Operations Guide
Day-to-day management: restart after reboot, update models, monitor health, troubleshoot.
docker-compose.yml is in the directory where you ran the setup wizard (usually ~/llmfinder-testing/ or wherever you launched it from).Essential commands
# Start everything (server + tunnel)
docker compose up -d
# Stop everything
docker compose down
# Restart
docker compose restart
# Live logs
docker compose logs -f
# Server logs only
docker compose logs -f llama-server
# Tunnel logs / get URL
docker logs llmfinder-tunnel 2>&1 | grep trycloudflare
# Container status
docker compose ps
# Resource usage (CPU, RAM, GPU)
docker stats
After reboot
Docker Compose uses restart: unless-stopped — your server and tunnel restart automatically when Docker starts. Make sure Docker itself starts on boot:
# Enable Docker on boot (run once)
sudo systemctl enable docker
# Verify after reboot
docker compose ps
Keeping the URL in sync
Option A — Run the script (easiest):
Every time you open the hoster script it automatically checks if the tunnel URL changed and syncs it to LLMFinder:
python3 llmfinder-hoster.py
# Menu opens → auto-sync runs silently
# If URL changed: "✅ Server URL auto-updated: https://new-url.trycloudflare.com"
You can also use menu option 4 "Update Server URL" to manually sync or set a custom URL.
Option B — Update manually:
# Get current tunnel URL (take the last URL printed)

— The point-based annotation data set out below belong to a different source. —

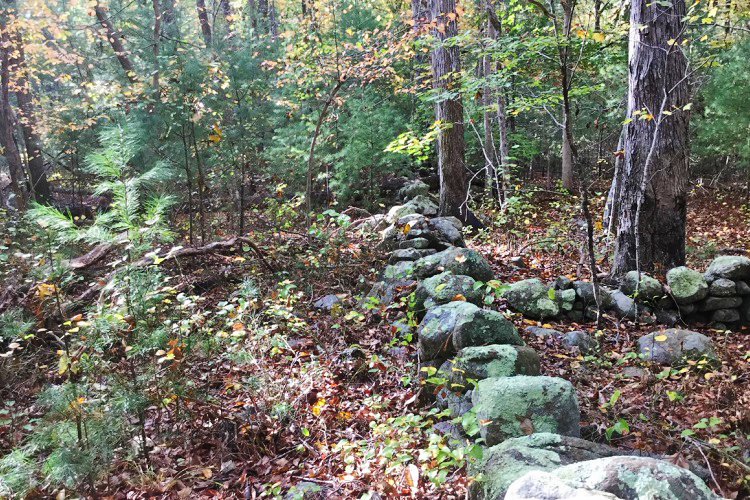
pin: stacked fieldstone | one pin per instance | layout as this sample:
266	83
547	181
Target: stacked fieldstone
482	371
720	296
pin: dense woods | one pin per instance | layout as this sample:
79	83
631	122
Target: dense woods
239	242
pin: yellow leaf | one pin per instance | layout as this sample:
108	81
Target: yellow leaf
317	407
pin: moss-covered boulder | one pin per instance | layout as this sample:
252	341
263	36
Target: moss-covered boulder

docker logs llmfinder-tunnel 2>&1 | grep trycloudflare
# Update via the hoster portal
# https://api.llmfinder.net/hosters/portal → API Connection Details → Update endpoint
Option C — Permanent URL (no more changes):
Set up a named Cloudflare tunnel with a free Cloudflare account. The URL stays the same across all restarts:
# One-time setup
cloudflared tunnel login
cloudflared tunnel create llmfinder-node
cloudflared tunnel route dns llmfinder-node your-subdomain.yourdomain.com
# In docker-compose.yml, replace cloudflared command with:
# command: tunnel --no-autoupdate run --token YOUR_TUNNEL_TOKEN
https://your-subdomain.yourdomain.com — register that once with LLMFinder and never update it again.Update your server
# Pull latest images and restart
docker compose pull && docker compose up -d
# Check what version is running
docker compose images
Change your model
Edit docker-compose.yml and update the LLAMA_ARG_MODEL value:
# 1. Download the new model
curl -L "https://huggingface.co/.../new-model.gguf" -o ~/llmfinder-models/new-model.gguf
# 2. Edit docker-compose.yml
nano docker-compose.yml
# Change: LLAMA_ARG_MODEL=/models/new-model.gguf
# 3. Restart
docker compose up -d
Change context size
Edit LLAMA_ARG_CTX_SIZE in docker-compose.yml and restart. See Context & GPU Settings for how to choose the right value.
nano docker-compose.yml
# Change: LLAMA_ARG_CTX_SIZE=32768
docker compose up -d
Health check
# Local health check
curl http://localhost:8080/health
# Through tunnel
curl https://your-tunnel.trycloudflare.com/health
# List loaded models
curl http://localhost:8080/v1/models
# Quick inference test
curl -X POST http://localhost:8080/v1/chat/completions \
-H "Authorization: Bearer your-token" \
-H "Content-Type: application/json" \
-d '{"model":"your-model.gguf","messages":[{"role":"user","content":"Say OK"}],"max_tokens":5}'
Troubleshooting
Server won't start
# Check logs for errors
docker compose logs llama-server --tail=50
# Common issues:
# - Model file not found → check LLAMA_ARG_MODEL path and ~/llmfinder-models/ contents
# - CUDA error → GPU may be in use by another process
# - Port conflict → change port in docker-compose.yml
GPU not detected
# Verify NVIDIA driver + container toolkit
nvidia-smi
docker run --rm --gpus all nvidia/cuda:12.0-base nvidia-smi
# If docker run works but compose doesn't:
# Make sure your compose file has the deploy.resources section
Tunnel URL not showing
# Wait 15 seconds then check
docker logs llmfinder-tunnel 2>&1 | grep -i "trycloudflare\|https://"
# If still nothing, restart tunnel
docker compose restart cloudflared
sleep 10
docker logs llmfinder-tunnel 2>&1 | grep trycloudflare
Out of VRAM
# Reduce GPU layers (partial CPU offload)
nano docker-compose.yml
# Change: LLAMA_ARG_N_GPU_LAYERS=20 (tune down from 99)
# Or reduce context size
# Change: LLAMA_ARG_CTX_SIZE=8192
docker compose up -d
Re-run the setup wizard
You can re-run the wizard at any time to add models, update your endpoint, or fix issues:
python3 llmfinder-hoster.py
The wizard detects existing Docker containers, asks before stopping them, and reuses your saved config from ~/llmfinder-hoster.json.